Without some sort of hard data amenable to objective analysis, subjective human judgment just isn't very good. And at the seed stage, there is no hard data. The evidence seems clear. You are better off making a simple list of pluses and minuses than relying on a "gut feel".
The final line of defense I commonly encounter from people who think personal evaluations are important in making seed investments goes something like, "Angels don't predict the success of the company, they evaluate the quality of the people. Good people will respond to uncertainty better and that's why the personal touch yields better results." Sorry, but again, the evidence is against it.

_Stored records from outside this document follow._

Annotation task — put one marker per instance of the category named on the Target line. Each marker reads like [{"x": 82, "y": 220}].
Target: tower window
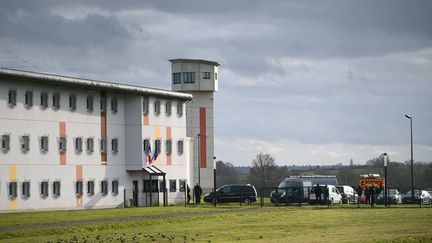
[
  {"x": 176, "y": 78},
  {"x": 206, "y": 75},
  {"x": 189, "y": 77}
]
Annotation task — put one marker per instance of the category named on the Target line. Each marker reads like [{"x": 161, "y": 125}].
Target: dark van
[{"x": 233, "y": 193}]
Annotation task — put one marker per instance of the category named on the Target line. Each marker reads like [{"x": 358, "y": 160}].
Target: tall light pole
[
  {"x": 412, "y": 160},
  {"x": 385, "y": 179}
]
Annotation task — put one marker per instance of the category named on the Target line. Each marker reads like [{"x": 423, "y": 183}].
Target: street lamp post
[
  {"x": 412, "y": 160},
  {"x": 385, "y": 179}
]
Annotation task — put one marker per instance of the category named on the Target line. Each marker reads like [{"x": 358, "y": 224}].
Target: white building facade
[{"x": 70, "y": 143}]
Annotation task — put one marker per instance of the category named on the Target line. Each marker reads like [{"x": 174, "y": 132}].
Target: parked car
[
  {"x": 394, "y": 197},
  {"x": 348, "y": 194},
  {"x": 333, "y": 197},
  {"x": 296, "y": 189},
  {"x": 233, "y": 193},
  {"x": 419, "y": 196}
]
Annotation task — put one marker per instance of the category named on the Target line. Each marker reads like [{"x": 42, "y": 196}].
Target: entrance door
[{"x": 135, "y": 192}]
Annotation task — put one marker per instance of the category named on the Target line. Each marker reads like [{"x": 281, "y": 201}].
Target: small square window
[
  {"x": 25, "y": 189},
  {"x": 89, "y": 103},
  {"x": 179, "y": 109},
  {"x": 44, "y": 100},
  {"x": 62, "y": 144},
  {"x": 114, "y": 187},
  {"x": 28, "y": 99},
  {"x": 90, "y": 188},
  {"x": 72, "y": 102},
  {"x": 44, "y": 143},
  {"x": 13, "y": 189},
  {"x": 168, "y": 146},
  {"x": 180, "y": 147},
  {"x": 157, "y": 107},
  {"x": 104, "y": 187},
  {"x": 56, "y": 188},
  {"x": 78, "y": 144},
  {"x": 25, "y": 143},
  {"x": 173, "y": 185},
  {"x": 12, "y": 97},
  {"x": 114, "y": 145},
  {"x": 78, "y": 188},
  {"x": 114, "y": 105},
  {"x": 5, "y": 142},
  {"x": 44, "y": 188},
  {"x": 206, "y": 75},
  {"x": 90, "y": 145},
  {"x": 56, "y": 101}
]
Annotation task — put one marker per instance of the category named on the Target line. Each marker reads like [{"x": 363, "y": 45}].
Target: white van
[{"x": 334, "y": 195}]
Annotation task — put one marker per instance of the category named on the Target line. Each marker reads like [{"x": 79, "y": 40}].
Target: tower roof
[{"x": 195, "y": 61}]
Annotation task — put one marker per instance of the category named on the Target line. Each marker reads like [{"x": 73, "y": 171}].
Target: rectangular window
[
  {"x": 44, "y": 100},
  {"x": 56, "y": 188},
  {"x": 28, "y": 99},
  {"x": 25, "y": 186},
  {"x": 12, "y": 97},
  {"x": 179, "y": 108},
  {"x": 5, "y": 142},
  {"x": 104, "y": 187},
  {"x": 44, "y": 188},
  {"x": 189, "y": 77},
  {"x": 78, "y": 188},
  {"x": 25, "y": 143},
  {"x": 182, "y": 185},
  {"x": 90, "y": 145},
  {"x": 90, "y": 188},
  {"x": 114, "y": 187},
  {"x": 173, "y": 185},
  {"x": 168, "y": 145},
  {"x": 114, "y": 105},
  {"x": 146, "y": 143},
  {"x": 180, "y": 147},
  {"x": 168, "y": 108},
  {"x": 56, "y": 101},
  {"x": 13, "y": 189},
  {"x": 72, "y": 102},
  {"x": 103, "y": 145},
  {"x": 44, "y": 143},
  {"x": 89, "y": 103},
  {"x": 176, "y": 78},
  {"x": 114, "y": 145},
  {"x": 157, "y": 107},
  {"x": 62, "y": 144},
  {"x": 206, "y": 75},
  {"x": 103, "y": 104},
  {"x": 78, "y": 144},
  {"x": 145, "y": 105},
  {"x": 157, "y": 146}
]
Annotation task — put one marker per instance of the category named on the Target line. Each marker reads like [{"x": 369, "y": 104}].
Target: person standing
[{"x": 197, "y": 193}]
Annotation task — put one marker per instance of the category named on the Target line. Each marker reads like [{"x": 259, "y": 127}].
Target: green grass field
[{"x": 227, "y": 223}]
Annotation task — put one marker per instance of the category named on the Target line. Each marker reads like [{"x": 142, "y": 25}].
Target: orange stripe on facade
[
  {"x": 62, "y": 134},
  {"x": 203, "y": 138},
  {"x": 168, "y": 137},
  {"x": 79, "y": 177}
]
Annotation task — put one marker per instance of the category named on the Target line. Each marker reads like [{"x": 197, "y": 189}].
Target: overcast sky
[{"x": 310, "y": 82}]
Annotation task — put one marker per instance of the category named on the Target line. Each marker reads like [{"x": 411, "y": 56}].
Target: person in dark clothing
[
  {"x": 188, "y": 193},
  {"x": 318, "y": 192},
  {"x": 197, "y": 193},
  {"x": 326, "y": 194}
]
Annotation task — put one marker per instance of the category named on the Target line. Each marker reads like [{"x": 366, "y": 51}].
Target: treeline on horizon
[{"x": 398, "y": 173}]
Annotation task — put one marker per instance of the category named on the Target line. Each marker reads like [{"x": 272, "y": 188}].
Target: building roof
[
  {"x": 195, "y": 61},
  {"x": 54, "y": 79}
]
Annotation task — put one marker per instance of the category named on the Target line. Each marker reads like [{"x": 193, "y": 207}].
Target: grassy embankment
[{"x": 222, "y": 224}]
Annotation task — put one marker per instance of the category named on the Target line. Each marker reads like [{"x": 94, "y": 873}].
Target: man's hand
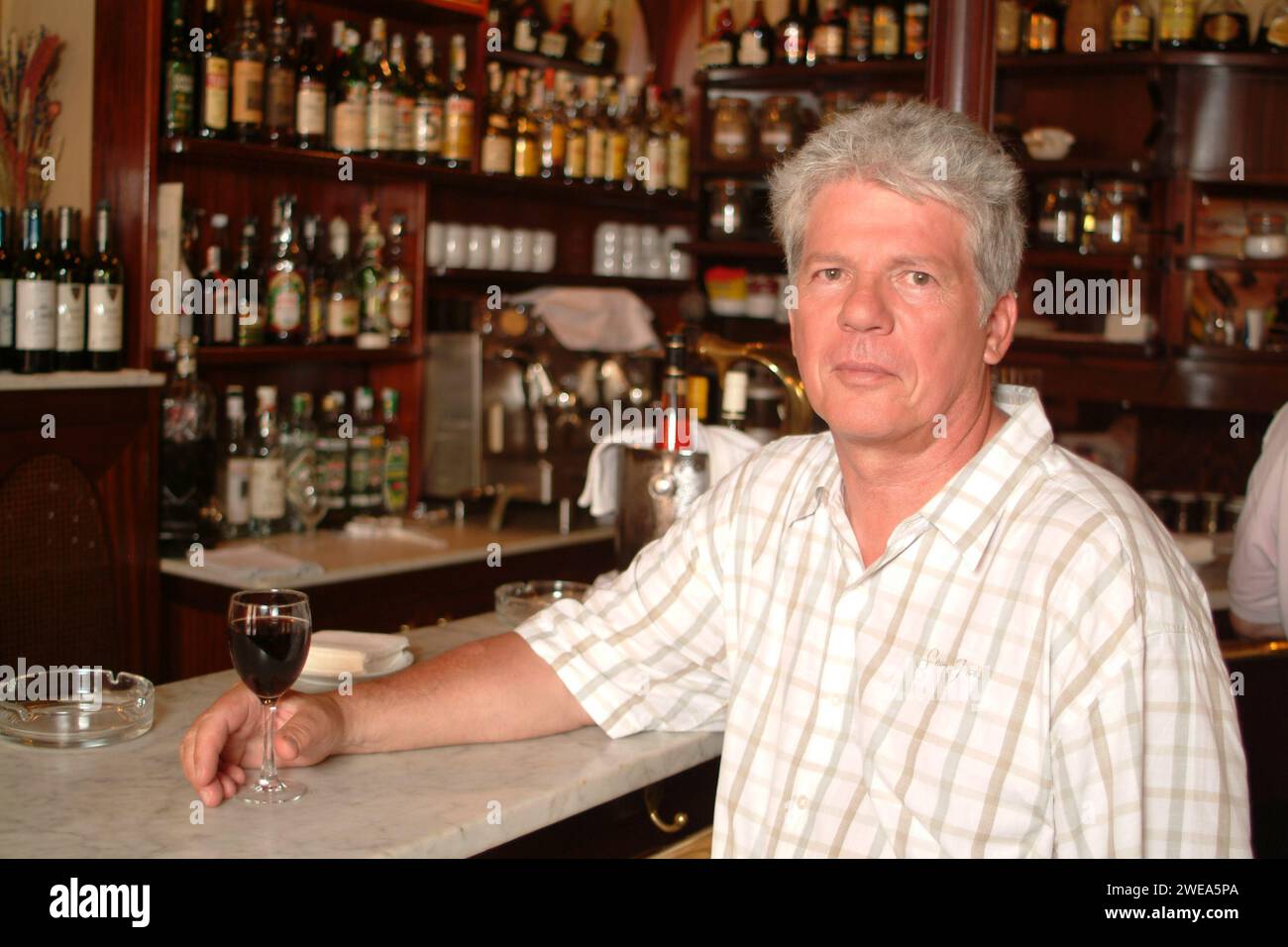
[{"x": 227, "y": 738}]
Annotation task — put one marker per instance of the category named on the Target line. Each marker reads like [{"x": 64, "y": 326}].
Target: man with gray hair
[{"x": 925, "y": 631}]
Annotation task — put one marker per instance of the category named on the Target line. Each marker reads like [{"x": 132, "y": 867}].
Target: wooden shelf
[
  {"x": 535, "y": 60},
  {"x": 805, "y": 77},
  {"x": 291, "y": 355}
]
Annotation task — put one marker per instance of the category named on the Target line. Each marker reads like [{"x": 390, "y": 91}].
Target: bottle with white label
[
  {"x": 104, "y": 334},
  {"x": 34, "y": 330},
  {"x": 233, "y": 488},
  {"x": 267, "y": 468},
  {"x": 69, "y": 352},
  {"x": 7, "y": 269}
]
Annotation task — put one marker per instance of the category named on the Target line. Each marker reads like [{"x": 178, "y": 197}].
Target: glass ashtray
[
  {"x": 75, "y": 707},
  {"x": 516, "y": 602}
]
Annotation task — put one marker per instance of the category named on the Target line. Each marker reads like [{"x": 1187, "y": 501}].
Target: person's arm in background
[{"x": 1258, "y": 569}]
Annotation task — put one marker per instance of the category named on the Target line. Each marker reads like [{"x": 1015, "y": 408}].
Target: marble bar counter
[{"x": 132, "y": 800}]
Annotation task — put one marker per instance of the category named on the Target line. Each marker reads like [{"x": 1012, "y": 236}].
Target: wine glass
[
  {"x": 268, "y": 635},
  {"x": 304, "y": 489}
]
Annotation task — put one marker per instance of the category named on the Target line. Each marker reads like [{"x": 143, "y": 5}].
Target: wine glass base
[{"x": 259, "y": 792}]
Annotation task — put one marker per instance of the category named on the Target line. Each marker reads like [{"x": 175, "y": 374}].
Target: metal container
[{"x": 653, "y": 489}]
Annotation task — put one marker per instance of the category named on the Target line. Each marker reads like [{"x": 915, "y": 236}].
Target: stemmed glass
[{"x": 268, "y": 635}]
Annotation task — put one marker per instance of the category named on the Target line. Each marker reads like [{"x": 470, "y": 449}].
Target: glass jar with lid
[
  {"x": 730, "y": 131},
  {"x": 780, "y": 127},
  {"x": 726, "y": 208},
  {"x": 1117, "y": 215},
  {"x": 1266, "y": 237},
  {"x": 1060, "y": 217}
]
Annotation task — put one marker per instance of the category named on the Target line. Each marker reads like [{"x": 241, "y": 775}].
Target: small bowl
[
  {"x": 516, "y": 602},
  {"x": 1048, "y": 144}
]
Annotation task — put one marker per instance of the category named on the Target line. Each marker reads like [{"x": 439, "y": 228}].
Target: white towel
[
  {"x": 588, "y": 320},
  {"x": 725, "y": 449}
]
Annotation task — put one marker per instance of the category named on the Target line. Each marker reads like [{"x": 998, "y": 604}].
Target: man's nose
[{"x": 864, "y": 308}]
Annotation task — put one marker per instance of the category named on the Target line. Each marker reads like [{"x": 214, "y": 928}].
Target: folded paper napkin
[
  {"x": 355, "y": 652},
  {"x": 724, "y": 447},
  {"x": 590, "y": 320},
  {"x": 256, "y": 564}
]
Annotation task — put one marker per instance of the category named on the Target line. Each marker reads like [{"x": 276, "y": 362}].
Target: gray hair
[{"x": 917, "y": 151}]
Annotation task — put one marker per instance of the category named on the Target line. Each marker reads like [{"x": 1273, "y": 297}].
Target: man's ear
[{"x": 1000, "y": 329}]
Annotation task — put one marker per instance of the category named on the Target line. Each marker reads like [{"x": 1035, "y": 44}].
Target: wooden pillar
[{"x": 961, "y": 58}]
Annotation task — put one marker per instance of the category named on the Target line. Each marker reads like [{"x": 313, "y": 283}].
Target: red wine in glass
[{"x": 268, "y": 637}]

This statement is equivalent to saying that angels can tell how good a person will be at the job of being an entrepreneur. As it turns out, there is a mountain of evidence that unstructured interviews have little value in predicting job performance. See for example, "The Validity and Utility of Selection Methods in Personnel Psychology: Practical and Theoretical Implications of 85 Years of Research Findings" [EDITED 10/17/2011: New link to paper because old one was stale]. Once you have enough data to determine how smart someone is, performance on an unstructured interview explains very little additional variance in job performance. I would argue this finding is especially true for entrepreneurs where the job tasks aren't clearly defined. Moreover, given that there are so many other random factors involved in startup success than how good a job the founders do, I think it's hard to justify making interviews the limiting factor in how many investments you can make.
Why then are some people so insistent that personal evaluation is important? Could we be missing something? Always a possibility, but I think the explanation here is simply the illusion of control fallacy. People think they can control random events like coin flips and dice rolls. Lest you think this is merely a laboratory curiosity, check out the abstract from this Fenton-O'Creev, et al study of financial traders. The higher their illusion of control scores, the lower their returns.
I'm always open to new evidence that angels have forecasting skill. But given the overwhelming general evidence against the possibility, it better be specific and conclusive.